Wednesday, June 18, 2008



Climate change: doing the numbers

Yesterday, United Future announced that they would not support the ETS as it imposed too high a cost on business and households. Today, for exactly the opposite reason, the Maori Party joined them. The upshot is that now the government has only one option to pass the bill: cobble together an unlikely alliance of the Greens and NZ First.

This is going to be very difficult. While NZ First will support the bill as it stands, provided the government throws in a little something to help people cope with higher power prices, the Greens want serious concessions to improve the environmental credibility of the scheme. The problem will be finding something that NZ First won't veto. As for their two key demands, the government won't want to give them a more progressive introduction of liquid fossil fuels (which is a mistake; gradual introduction will prevent exactly the sort of shocks people are worried about), while I suspect NZ First would veto early introduction for fertilisers. So what do they have to bargain with? While the Greens should be asking for a lowered CP1 cap, or a commitment to a steep downward path for the cap once the scheme is fully implemented, the blunt fact is that Labour is in no position to make such promises, as it cannot keep them. OTOH, locking in the latter in legislation now would at least require a future government to actively change it, which would need time and political support, while resulting in significant adverse publicity and possible threats to trade. And it would be exactly the sort of symbolic victory the Greens would need to justify backing the scheme to their supporters.

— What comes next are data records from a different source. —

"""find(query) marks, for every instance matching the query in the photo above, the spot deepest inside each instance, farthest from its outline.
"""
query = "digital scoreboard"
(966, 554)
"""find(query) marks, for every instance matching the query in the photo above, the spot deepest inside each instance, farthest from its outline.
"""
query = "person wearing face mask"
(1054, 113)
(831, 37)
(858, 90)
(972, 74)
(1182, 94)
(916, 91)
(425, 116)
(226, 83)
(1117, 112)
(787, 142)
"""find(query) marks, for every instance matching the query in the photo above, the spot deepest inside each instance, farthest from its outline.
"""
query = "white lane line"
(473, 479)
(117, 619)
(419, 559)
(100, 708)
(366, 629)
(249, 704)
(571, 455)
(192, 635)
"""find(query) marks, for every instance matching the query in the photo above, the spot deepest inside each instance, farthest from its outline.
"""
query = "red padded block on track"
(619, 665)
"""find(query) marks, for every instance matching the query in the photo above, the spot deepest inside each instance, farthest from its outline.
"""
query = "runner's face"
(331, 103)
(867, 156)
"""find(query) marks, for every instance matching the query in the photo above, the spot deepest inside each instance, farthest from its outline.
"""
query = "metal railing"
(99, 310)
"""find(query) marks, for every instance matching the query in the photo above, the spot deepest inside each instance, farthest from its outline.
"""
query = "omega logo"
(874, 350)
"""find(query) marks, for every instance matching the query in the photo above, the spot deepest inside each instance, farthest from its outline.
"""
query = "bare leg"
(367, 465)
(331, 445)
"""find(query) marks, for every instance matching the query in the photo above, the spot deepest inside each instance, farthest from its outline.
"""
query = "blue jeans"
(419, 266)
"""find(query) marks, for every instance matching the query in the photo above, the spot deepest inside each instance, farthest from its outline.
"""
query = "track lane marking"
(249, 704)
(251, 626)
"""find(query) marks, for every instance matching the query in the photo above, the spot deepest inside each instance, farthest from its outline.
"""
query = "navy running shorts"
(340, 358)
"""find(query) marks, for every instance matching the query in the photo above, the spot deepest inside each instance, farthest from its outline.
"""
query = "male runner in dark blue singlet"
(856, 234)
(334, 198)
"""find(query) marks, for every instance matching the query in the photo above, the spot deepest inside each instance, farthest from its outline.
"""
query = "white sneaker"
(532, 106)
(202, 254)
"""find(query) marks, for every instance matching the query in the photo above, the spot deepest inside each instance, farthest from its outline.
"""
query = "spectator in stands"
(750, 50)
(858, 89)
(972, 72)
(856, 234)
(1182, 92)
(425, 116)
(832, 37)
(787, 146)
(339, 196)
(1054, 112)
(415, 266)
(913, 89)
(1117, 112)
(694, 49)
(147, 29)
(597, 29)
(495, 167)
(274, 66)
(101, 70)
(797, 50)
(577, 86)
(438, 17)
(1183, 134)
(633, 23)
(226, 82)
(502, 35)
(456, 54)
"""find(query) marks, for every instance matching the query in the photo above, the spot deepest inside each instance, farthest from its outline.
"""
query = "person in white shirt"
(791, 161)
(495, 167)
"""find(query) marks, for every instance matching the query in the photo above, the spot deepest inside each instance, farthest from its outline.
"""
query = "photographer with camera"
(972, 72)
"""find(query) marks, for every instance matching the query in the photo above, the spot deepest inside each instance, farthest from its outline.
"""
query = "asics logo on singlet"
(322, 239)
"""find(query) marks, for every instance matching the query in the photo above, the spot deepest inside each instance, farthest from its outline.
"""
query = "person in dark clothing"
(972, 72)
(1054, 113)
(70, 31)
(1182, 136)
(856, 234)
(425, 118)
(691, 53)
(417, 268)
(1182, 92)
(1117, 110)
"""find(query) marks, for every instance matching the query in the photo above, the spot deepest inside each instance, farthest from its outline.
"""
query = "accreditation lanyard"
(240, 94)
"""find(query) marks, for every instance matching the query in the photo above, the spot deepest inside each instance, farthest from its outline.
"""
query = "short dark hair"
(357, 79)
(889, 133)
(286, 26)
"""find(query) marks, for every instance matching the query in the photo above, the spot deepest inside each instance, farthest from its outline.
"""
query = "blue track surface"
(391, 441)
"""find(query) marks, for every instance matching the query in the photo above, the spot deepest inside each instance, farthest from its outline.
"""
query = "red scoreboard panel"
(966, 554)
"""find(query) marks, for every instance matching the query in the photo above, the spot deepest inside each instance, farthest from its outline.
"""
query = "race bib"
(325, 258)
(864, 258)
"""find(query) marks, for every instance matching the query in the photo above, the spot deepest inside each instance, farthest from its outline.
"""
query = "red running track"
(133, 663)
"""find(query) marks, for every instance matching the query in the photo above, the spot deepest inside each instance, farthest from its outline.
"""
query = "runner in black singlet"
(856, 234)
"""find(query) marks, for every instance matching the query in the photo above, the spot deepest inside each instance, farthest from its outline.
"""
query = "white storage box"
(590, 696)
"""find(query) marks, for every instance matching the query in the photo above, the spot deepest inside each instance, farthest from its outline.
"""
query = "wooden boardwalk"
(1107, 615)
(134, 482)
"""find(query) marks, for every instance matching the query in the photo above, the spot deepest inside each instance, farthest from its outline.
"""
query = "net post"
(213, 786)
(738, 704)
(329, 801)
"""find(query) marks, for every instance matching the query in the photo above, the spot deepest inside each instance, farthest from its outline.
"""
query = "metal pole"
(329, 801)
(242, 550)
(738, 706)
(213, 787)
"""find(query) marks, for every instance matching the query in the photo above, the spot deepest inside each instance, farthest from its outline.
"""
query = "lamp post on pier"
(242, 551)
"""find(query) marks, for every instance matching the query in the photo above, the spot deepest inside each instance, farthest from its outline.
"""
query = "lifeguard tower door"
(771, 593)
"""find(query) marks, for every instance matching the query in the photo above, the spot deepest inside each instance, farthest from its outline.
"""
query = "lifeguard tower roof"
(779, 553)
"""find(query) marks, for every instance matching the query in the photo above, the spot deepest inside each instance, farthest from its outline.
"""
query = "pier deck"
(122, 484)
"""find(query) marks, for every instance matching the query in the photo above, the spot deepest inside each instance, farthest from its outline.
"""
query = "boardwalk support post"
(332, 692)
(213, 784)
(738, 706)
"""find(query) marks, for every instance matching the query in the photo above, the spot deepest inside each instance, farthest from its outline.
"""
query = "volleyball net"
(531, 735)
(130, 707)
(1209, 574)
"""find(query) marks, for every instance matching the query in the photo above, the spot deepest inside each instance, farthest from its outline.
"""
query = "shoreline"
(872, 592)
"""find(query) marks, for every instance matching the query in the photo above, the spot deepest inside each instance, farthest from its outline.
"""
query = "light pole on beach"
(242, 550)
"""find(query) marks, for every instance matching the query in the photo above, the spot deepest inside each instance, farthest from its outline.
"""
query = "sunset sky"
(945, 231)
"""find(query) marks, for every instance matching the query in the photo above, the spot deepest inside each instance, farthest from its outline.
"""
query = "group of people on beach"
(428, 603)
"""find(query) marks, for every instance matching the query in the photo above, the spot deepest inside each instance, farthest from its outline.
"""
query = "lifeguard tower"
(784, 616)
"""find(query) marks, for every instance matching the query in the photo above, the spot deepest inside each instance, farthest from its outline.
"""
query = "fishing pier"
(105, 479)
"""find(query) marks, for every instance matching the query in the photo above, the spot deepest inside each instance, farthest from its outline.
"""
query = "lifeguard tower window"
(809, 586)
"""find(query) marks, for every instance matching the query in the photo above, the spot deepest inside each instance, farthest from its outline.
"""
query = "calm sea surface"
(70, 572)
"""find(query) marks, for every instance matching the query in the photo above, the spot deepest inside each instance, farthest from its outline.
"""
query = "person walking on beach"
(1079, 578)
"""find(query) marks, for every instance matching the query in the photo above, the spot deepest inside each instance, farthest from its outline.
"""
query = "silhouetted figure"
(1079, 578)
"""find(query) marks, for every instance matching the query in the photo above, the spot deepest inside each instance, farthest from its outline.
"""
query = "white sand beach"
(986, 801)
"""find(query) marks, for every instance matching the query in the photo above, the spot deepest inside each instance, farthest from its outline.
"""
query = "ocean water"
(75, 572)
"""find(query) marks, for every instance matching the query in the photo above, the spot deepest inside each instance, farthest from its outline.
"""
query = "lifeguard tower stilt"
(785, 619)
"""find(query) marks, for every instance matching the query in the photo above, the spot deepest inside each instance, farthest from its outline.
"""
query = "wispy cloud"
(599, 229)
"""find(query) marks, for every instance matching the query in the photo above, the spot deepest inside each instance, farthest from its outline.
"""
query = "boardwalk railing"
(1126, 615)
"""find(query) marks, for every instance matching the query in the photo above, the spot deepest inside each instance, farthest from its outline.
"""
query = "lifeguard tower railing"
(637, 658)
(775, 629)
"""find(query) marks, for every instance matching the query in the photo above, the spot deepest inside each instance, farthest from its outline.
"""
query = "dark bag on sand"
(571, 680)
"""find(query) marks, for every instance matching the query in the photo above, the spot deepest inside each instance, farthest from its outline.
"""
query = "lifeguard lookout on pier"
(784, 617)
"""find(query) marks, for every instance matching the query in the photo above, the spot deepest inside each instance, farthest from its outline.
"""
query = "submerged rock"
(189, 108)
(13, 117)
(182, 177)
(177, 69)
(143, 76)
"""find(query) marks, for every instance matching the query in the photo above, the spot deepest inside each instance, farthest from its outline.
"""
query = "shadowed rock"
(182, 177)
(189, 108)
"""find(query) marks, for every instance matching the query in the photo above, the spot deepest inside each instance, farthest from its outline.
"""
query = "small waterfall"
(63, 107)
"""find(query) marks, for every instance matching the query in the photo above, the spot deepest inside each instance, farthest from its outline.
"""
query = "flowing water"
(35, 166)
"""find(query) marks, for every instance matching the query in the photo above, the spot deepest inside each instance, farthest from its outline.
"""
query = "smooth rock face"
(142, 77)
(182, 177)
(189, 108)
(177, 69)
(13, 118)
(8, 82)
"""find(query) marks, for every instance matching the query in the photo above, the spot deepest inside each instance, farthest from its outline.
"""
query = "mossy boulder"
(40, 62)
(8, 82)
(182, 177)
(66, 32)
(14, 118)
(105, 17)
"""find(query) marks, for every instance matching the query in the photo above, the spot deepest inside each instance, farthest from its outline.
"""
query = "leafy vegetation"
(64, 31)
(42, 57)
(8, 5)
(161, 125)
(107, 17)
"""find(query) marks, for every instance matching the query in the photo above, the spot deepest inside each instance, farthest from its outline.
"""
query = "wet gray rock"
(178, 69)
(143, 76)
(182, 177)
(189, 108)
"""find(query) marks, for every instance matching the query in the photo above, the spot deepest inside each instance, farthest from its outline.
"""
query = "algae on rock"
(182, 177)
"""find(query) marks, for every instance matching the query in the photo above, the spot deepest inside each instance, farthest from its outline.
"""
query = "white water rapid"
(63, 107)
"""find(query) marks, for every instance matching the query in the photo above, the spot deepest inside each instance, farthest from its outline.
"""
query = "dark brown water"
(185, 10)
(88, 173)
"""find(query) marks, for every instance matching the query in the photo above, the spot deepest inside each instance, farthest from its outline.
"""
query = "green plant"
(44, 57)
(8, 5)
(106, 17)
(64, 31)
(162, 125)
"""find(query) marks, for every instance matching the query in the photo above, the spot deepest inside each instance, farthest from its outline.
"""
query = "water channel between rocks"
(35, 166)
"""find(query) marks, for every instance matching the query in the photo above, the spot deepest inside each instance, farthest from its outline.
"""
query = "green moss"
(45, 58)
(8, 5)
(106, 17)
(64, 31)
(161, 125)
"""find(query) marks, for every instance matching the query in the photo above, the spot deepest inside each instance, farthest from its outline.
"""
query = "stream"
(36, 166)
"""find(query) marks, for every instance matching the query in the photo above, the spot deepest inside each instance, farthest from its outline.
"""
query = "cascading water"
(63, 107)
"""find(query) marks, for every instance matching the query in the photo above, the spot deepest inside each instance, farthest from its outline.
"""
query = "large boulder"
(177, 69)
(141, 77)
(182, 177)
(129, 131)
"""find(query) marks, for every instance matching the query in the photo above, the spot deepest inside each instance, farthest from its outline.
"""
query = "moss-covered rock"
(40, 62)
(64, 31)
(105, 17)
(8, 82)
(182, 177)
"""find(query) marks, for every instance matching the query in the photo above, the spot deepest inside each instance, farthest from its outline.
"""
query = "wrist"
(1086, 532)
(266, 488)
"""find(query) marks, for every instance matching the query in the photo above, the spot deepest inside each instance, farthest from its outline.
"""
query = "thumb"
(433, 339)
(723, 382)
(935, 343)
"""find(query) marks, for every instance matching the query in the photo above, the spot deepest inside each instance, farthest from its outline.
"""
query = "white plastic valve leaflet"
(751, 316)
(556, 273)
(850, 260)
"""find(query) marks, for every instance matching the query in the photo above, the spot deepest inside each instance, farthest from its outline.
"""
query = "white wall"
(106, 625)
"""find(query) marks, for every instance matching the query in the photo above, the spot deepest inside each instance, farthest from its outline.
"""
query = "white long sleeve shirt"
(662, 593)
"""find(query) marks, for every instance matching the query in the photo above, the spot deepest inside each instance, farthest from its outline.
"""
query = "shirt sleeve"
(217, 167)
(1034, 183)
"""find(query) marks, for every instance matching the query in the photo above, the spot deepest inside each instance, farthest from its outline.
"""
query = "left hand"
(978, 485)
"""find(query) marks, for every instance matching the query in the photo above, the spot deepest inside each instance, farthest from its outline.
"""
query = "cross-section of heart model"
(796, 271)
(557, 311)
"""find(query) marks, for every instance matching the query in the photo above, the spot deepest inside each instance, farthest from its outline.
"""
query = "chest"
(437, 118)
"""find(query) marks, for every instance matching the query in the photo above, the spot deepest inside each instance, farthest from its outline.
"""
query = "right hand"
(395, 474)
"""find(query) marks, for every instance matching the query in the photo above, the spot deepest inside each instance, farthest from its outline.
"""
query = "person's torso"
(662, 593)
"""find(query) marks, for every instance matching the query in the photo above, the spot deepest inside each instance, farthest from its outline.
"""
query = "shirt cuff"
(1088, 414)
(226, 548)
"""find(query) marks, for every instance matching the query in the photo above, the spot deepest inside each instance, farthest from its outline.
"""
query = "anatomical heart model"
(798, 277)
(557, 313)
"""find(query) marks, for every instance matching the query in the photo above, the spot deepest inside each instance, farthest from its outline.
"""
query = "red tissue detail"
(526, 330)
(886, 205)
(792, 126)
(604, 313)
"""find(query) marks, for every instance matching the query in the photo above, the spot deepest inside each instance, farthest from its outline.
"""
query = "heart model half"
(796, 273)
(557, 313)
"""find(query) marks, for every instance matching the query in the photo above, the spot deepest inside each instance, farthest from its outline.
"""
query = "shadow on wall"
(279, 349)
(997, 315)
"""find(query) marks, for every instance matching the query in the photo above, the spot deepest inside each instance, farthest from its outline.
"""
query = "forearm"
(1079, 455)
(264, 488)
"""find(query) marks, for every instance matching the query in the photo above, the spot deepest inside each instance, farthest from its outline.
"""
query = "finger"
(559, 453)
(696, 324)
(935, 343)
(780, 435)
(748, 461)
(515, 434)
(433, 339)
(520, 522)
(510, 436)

And that said, I think the Greens should grit their teeth, play the long game, and support it anyway. Yes, its unfair, rewards polluters, and makes the rest of us subsidise "self-reliant" farmers who still have their heads in the sand, but even in the worst case the long-term environmental benefits outweigh that, while it opens significant possibilities for reductions. And that's what I expect the Greens to vote for - not for short-term rage (as much as I share it), but for the long-term benefit of the planet.